S. Knoblauch, Bodies and Social Rhythms : Navigating Unconscious Vulnerability and Emotional Fluidity

Article publié le 11 juin 2020
Pour citer cet article : , « S. Knoblauch, Bodies and Social Rhythms : Navigating Unconscious Vulnerability and Emotional Fluidity  », Rhuthmos, 11 juin 2020 [en ligne]. https://www.rhuthmos.eu/spip.php?article2568

S. Knoblauch, Bodies and Social Rhythms : Navigating Unconscious Vulnerability and Emotional Fluidity, London & New York, Routledge, 2020, 190 p.

  • This exciting new book traces the development of an unfolding challenge for psychoanalytic attention, which augments contemporary theoretical lenses focusing on structures of meaning, with an accompanying registration different than and interacting with structural experience. This accompanying registration of experience is given the term ‘fluidity’ in order to characterize it as too fast moving and unformulated to be symbolized with linguistic categorization.

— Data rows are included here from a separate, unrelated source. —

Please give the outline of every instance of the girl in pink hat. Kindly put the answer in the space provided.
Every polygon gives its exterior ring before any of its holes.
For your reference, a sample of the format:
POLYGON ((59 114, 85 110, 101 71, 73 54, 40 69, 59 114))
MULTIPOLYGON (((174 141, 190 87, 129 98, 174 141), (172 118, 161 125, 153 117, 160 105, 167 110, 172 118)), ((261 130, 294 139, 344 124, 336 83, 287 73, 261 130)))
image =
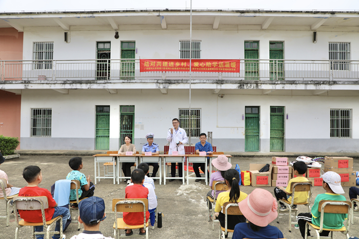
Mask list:
POLYGON ((238 223, 234 227, 233 239, 283 238, 283 234, 269 223, 277 217, 277 201, 271 193, 261 188, 254 189, 238 203, 248 223, 238 223))
MULTIPOLYGON (((218 169, 217 172, 215 172, 211 174, 211 178, 209 180, 209 186, 212 188, 213 185, 213 181, 224 181, 224 176, 226 171, 228 169, 232 168, 232 165, 228 163, 228 158, 226 157, 223 154, 220 155, 217 158, 215 158, 212 161, 212 165, 214 166, 215 168, 218 169)), ((225 191, 222 190, 216 190, 215 191, 215 198, 218 197, 218 195, 225 191)), ((209 196, 212 199, 213 199, 214 196, 214 191, 213 190, 210 190, 207 194, 207 196, 206 198, 207 199, 207 205, 208 206, 208 204, 209 202, 208 201, 208 198, 207 197, 209 196)), ((209 209, 212 209, 212 204, 209 204, 209 209)))
MULTIPOLYGON (((248 195, 241 192, 238 183, 240 181, 240 173, 235 169, 229 169, 225 174, 226 184, 228 190, 220 193, 214 208, 214 216, 218 219, 222 227, 225 227, 225 215, 222 212, 223 205, 227 202, 238 203, 245 200, 248 195)), ((246 218, 242 215, 228 215, 227 216, 227 228, 233 230, 237 223, 246 222, 246 218)), ((227 237, 228 235, 226 235, 227 237)))

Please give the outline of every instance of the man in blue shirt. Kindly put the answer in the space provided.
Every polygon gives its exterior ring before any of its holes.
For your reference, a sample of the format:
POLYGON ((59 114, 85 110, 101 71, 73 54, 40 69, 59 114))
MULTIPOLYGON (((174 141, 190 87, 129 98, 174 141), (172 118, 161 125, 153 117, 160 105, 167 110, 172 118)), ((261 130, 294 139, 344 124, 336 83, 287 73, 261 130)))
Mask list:
MULTIPOLYGON (((207 154, 212 154, 213 150, 212 148, 212 145, 206 141, 207 140, 207 135, 202 133, 200 134, 200 140, 201 142, 196 144, 195 150, 196 153, 199 154, 200 152, 206 152, 207 154)), ((201 177, 200 174, 199 167, 201 167, 201 170, 202 172, 205 172, 205 164, 201 163, 193 163, 193 170, 196 174, 196 177, 201 177)), ((209 172, 207 174, 207 176, 209 178, 209 172)), ((196 179, 196 182, 200 182, 201 180, 196 179)))
MULTIPOLYGON (((147 144, 144 145, 142 147, 142 154, 145 154, 146 152, 152 152, 152 155, 153 154, 159 154, 159 148, 158 148, 158 145, 157 144, 153 143, 153 137, 154 134, 152 133, 149 133, 146 135, 146 137, 147 138, 147 144)), ((149 166, 151 165, 153 167, 153 170, 152 170, 152 177, 156 176, 156 173, 158 170, 158 163, 146 163, 149 166)), ((149 173, 147 174, 147 176, 149 176, 149 173)), ((155 181, 156 178, 153 178, 153 181, 155 181)))

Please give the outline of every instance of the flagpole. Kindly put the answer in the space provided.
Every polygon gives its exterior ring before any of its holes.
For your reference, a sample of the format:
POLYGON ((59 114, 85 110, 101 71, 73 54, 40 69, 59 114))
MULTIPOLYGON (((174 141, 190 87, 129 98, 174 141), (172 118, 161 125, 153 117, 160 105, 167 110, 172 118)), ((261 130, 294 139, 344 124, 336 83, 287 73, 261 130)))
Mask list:
POLYGON ((189 25, 189 144, 191 146, 191 136, 192 129, 192 120, 191 119, 191 79, 192 76, 192 0, 191 0, 190 12, 190 25, 189 25))

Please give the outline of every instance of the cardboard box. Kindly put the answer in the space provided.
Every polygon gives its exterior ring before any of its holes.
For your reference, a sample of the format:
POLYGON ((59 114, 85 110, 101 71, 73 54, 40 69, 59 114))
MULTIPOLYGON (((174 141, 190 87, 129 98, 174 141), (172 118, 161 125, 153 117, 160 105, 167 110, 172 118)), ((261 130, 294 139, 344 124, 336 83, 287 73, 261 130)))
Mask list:
POLYGON ((307 177, 308 181, 312 182, 313 186, 323 186, 323 179, 321 177, 307 177))
POLYGON ((325 156, 324 172, 333 171, 337 173, 353 171, 353 158, 325 156))
POLYGON ((307 173, 306 174, 307 177, 320 177, 321 176, 321 168, 308 168, 307 169, 307 173))
POLYGON ((283 181, 282 180, 272 180, 272 187, 284 187, 286 188, 289 181, 283 181))
POLYGON ((286 157, 272 157, 272 164, 278 166, 287 166, 288 160, 286 157))
POLYGON ((292 178, 291 173, 272 173, 272 180, 288 181, 292 178))
POLYGON ((338 173, 342 178, 342 187, 352 187, 356 185, 356 172, 338 173))
POLYGON ((272 173, 290 173, 292 174, 291 166, 273 166, 272 168, 272 173))
POLYGON ((259 172, 265 166, 266 164, 249 164, 251 185, 252 187, 271 187, 270 174, 272 166, 269 165, 269 170, 268 172, 259 172))

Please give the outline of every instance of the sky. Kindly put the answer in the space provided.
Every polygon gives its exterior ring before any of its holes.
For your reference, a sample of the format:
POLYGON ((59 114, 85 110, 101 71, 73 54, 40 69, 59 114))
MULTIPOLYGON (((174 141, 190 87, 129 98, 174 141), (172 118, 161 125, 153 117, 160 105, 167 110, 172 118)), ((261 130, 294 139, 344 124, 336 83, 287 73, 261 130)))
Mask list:
MULTIPOLYGON (((190 0, 0 0, 0 12, 189 8, 190 0)), ((192 9, 357 10, 359 0, 192 0, 192 9)))

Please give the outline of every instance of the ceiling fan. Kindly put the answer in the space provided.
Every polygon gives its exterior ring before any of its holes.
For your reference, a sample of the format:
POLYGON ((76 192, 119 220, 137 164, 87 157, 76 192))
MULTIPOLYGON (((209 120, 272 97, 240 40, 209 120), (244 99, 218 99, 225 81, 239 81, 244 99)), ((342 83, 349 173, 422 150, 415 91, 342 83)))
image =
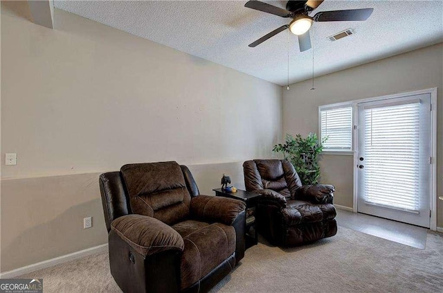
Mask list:
POLYGON ((300 51, 309 50, 311 46, 309 28, 314 21, 350 21, 366 20, 371 15, 374 8, 352 9, 347 10, 322 11, 310 17, 309 13, 316 9, 324 0, 289 1, 286 9, 274 6, 266 3, 250 0, 244 7, 263 11, 282 17, 292 18, 289 24, 285 24, 249 44, 255 47, 279 33, 289 28, 289 30, 298 36, 300 51))

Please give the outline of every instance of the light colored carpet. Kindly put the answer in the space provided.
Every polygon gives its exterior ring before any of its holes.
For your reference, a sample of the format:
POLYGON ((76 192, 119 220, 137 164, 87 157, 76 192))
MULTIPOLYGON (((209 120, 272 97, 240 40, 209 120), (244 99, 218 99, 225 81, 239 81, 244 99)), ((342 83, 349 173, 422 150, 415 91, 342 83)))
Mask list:
MULTIPOLYGON (((264 242, 263 240, 262 240, 264 242)), ((45 292, 118 292, 107 253, 22 276, 43 278, 45 292)), ((439 292, 443 234, 425 249, 341 227, 337 235, 298 248, 259 243, 213 292, 439 292)))

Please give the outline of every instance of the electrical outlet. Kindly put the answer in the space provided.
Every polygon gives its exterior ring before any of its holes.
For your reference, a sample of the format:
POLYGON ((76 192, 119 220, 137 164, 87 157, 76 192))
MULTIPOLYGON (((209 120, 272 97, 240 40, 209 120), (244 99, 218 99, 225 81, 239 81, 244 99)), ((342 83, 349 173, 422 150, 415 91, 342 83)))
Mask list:
POLYGON ((92 217, 84 217, 83 219, 83 229, 88 229, 92 227, 92 217))

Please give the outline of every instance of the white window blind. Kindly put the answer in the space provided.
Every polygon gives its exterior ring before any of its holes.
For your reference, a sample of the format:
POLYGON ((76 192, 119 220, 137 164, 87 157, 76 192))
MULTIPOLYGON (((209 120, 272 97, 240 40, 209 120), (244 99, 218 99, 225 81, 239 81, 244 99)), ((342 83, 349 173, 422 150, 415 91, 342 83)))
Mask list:
POLYGON ((325 150, 350 150, 352 146, 352 107, 320 109, 321 139, 325 150))
POLYGON ((364 109, 366 202, 419 209, 419 102, 364 109))

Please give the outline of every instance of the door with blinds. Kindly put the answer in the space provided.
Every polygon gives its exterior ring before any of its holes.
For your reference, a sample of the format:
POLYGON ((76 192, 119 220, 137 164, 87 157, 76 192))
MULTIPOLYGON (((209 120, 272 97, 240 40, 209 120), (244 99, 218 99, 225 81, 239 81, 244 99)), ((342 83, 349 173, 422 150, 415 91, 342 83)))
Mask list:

Expanding attention from speech meaning to include embodied registrations of rhythm involving tonality, pauses and accents can catalyze additional and often emotionally more significant communications central to the state of the transactional field in any psychoanalytic moment. This perspective is contextualized within recognition of how cultural practices and beliefs are carried along both structural and fluid registrations of experience and can shape emotional turbulence for both interactants in a clinical encounter. Experiences of gender, culture, class and race emerging as sources of conflict and mis-recognition are engaged and illustrated throughout the text.

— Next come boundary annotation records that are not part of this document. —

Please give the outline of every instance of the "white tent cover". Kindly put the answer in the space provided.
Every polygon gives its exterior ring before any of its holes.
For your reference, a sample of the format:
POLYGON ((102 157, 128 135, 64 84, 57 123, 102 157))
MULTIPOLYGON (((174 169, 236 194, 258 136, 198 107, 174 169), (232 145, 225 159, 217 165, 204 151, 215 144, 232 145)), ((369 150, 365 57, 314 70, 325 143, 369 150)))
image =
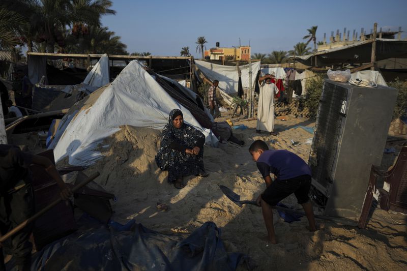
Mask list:
POLYGON ((97 88, 109 83, 109 57, 103 54, 88 74, 83 84, 97 88))
MULTIPOLYGON (((239 74, 236 66, 225 66, 214 64, 205 61, 195 60, 196 66, 211 81, 219 81, 219 88, 229 95, 238 93, 239 87, 239 74)), ((256 75, 260 69, 259 61, 251 64, 252 87, 254 87, 256 75)), ((250 87, 249 64, 239 66, 241 71, 242 85, 243 87, 250 87)))
POLYGON ((140 63, 133 61, 90 108, 64 117, 49 148, 54 149, 56 161, 68 156, 71 165, 89 165, 102 156, 98 144, 120 130, 120 126, 161 129, 175 108, 182 111, 186 123, 204 133, 206 143, 217 145, 212 131, 201 127, 188 109, 173 100, 140 63))
POLYGON ((351 74, 351 78, 353 80, 360 79, 372 81, 378 85, 387 86, 383 76, 377 71, 361 71, 351 74))

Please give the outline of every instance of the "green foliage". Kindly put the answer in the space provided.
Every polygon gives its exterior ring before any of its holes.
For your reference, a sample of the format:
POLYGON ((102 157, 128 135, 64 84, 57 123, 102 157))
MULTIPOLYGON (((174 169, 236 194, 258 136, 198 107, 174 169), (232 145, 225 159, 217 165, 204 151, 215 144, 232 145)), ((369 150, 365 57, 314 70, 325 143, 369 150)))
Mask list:
POLYGON ((323 75, 316 74, 314 77, 307 79, 307 94, 305 95, 304 105, 308 109, 310 118, 316 117, 322 93, 323 79, 323 75))
POLYGON ((401 81, 397 78, 389 82, 388 85, 398 89, 398 96, 393 111, 393 119, 407 117, 407 80, 401 81))
POLYGON ((181 56, 190 56, 191 55, 191 53, 189 52, 189 47, 187 46, 182 47, 182 48, 181 48, 181 51, 180 53, 181 54, 181 56))
POLYGON ((198 95, 200 96, 204 105, 208 104, 208 91, 211 87, 211 84, 205 82, 198 86, 198 95))
POLYGON ((285 63, 287 62, 287 52, 285 51, 273 51, 269 54, 269 58, 272 64, 285 63))

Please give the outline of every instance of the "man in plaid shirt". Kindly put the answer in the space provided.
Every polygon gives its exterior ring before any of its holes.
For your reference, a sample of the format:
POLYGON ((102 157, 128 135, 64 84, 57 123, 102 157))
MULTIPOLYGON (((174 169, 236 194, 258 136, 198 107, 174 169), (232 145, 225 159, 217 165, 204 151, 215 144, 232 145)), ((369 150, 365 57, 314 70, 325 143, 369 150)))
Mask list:
POLYGON ((211 108, 211 114, 215 118, 220 115, 220 112, 218 109, 218 105, 216 104, 216 87, 219 83, 219 81, 215 80, 212 83, 212 85, 208 91, 208 102, 209 104, 209 107, 211 108))

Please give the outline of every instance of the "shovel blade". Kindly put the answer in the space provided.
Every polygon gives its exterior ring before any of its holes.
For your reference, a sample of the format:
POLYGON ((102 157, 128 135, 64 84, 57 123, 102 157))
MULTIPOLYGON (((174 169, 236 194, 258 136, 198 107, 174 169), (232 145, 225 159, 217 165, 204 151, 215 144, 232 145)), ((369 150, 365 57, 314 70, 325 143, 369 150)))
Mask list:
POLYGON ((219 187, 225 196, 227 197, 227 198, 236 203, 239 207, 243 206, 242 203, 240 203, 240 196, 224 186, 220 185, 219 187))

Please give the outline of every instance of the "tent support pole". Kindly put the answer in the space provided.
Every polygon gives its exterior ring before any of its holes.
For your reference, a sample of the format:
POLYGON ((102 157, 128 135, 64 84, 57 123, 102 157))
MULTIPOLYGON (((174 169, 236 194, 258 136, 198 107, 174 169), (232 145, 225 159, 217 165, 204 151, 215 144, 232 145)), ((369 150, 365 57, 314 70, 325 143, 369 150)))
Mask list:
POLYGON ((253 86, 252 85, 252 71, 251 71, 251 56, 249 56, 249 89, 250 93, 250 108, 249 110, 249 117, 253 117, 254 111, 254 97, 253 92, 253 86))
POLYGON ((6 133, 6 126, 4 124, 4 115, 2 108, 2 98, 0 98, 0 144, 7 144, 7 135, 6 133))
POLYGON ((373 27, 373 43, 372 43, 372 55, 370 58, 370 64, 372 65, 370 67, 371 71, 374 70, 374 62, 376 61, 376 35, 377 33, 377 23, 374 23, 374 26, 373 27))

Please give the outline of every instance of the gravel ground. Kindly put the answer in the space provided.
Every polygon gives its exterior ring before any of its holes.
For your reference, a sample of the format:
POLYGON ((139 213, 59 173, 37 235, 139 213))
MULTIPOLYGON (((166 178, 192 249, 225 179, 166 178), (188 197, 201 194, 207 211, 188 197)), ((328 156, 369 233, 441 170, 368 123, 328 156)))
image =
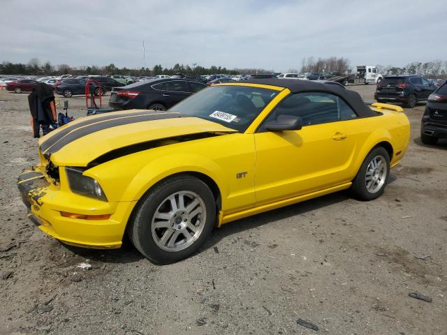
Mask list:
MULTIPOLYGON (((374 87, 349 88, 372 100, 374 87)), ((37 160, 27 97, 0 91, 0 334, 446 334, 447 141, 421 144, 424 104, 404 110, 410 147, 381 198, 337 193, 233 222, 156 266, 131 246, 64 246, 26 218, 15 181, 37 160)))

This book, part of the popular « Psychoanalysis in a New Key » book series, will appeal to teaching and practicing psychoanalysts, but also an increasing volume of therapists attending to embodied experience in their practice and drawn to the practical clinical illustrations.

  • Steven H. Knoblauch, PhD, is a Clinical Adjunct Associate Professor at the Postdoctoral Program in Psychotherapy and Psychoanalysis, New York University. He is author of The Musical Edge of Therapeutic Dialogue (2000) and a co-author of Forms of Intersubjectivity in Infant Research and Adult Treatment (2005).